Nine Mistakes That Turn Your Corporate Intranet into a Ghost Town
You want an intranet that helps staff collaborate and share information. But, advises Martin Amm, there are several process errors that can keep your intranet from success.
Select an HR or corporate communications activity for your first phase, because both groups have a need to share information with a large community. Or select a remote workforce as your first step, because business processes within this community can yield dramatic improvements.
Whichever you choose, build upon your successes, continuing to add other high impact, high usage groups. Focus on departments with very specific, localized needs in later project phases.

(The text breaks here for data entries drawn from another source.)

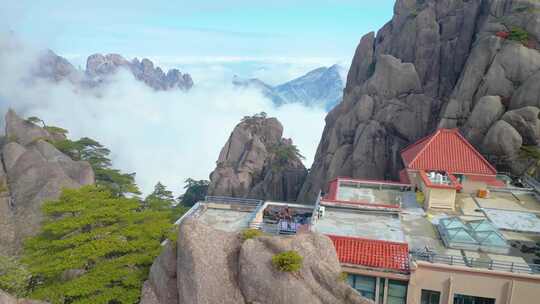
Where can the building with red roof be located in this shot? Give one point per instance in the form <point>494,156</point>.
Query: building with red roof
<point>442,164</point>
<point>381,255</point>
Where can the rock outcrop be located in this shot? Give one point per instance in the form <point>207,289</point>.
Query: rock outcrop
<point>7,299</point>
<point>32,171</point>
<point>99,67</point>
<point>256,162</point>
<point>211,266</point>
<point>451,64</point>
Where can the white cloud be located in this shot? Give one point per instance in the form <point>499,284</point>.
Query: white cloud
<point>163,136</point>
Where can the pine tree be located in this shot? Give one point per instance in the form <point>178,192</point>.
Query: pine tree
<point>110,240</point>
<point>196,191</point>
<point>160,198</point>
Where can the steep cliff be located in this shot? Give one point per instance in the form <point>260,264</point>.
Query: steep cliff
<point>256,162</point>
<point>212,266</point>
<point>471,64</point>
<point>32,171</point>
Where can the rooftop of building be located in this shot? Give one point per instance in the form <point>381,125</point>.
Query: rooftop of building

Mistake #4: Having multiple sign-ons.
Users are already accustomed to managing their own secret list of login credentials: usernames and passwords that get them into the company's CRM, ticket tracking, ERP and other systems. So what's one more login/password combination to enter the corporate intranet?
It's an unnecessary barrier to entry, which may give users the impression that the intranet is isolated from the existing company infrastructure. Look at each login as a potential point of abandonment, which is precisely what you don't want. Take the opportunity to make your user's life simpler and let them focus on the task at hand, by eliminating their need to know mundane details like pathnames and login credentials.
Build a corporate intranet that serves as a bridge of sorts, linking users in each audience to the wide assortment of tools and systems they use on a daily basis. Once they cross the bridge (i.e. sign onto the corporate intranet), their credentials automatically open up the door to other resources they need to do their job. No additional passwords required.
Once users realize they can toss their secret list of login credentials, and erase all memory of directory paths, they'll come to the intranet every time they need a tool.
Mistake #5: Downplaying the importance of integration.
Many CIOs say that data integration significantly slows down their efforts to improve business processes. Yet when evaluating an intranet product for purchase, ease of integration is oftentimes underrated, the problem trivialized with the mistaken belief that web services, SOA or regularly scheduled data refresh can quickly fill the gaps.
Nowadays, tight integration with these systems is critical for company strategists. Real-time, on-demand information is needed by supply chain managers who must respond to inventory fluctuations, and sales/marketing teams tasked with increasing revenue and identifying new opportunities to cross-sell and up-sell. Since the primary value of an intranet lies within its ability to integrate data from a variety of applications for easier management, accepting anything less would give you little more than a fancy Web interface.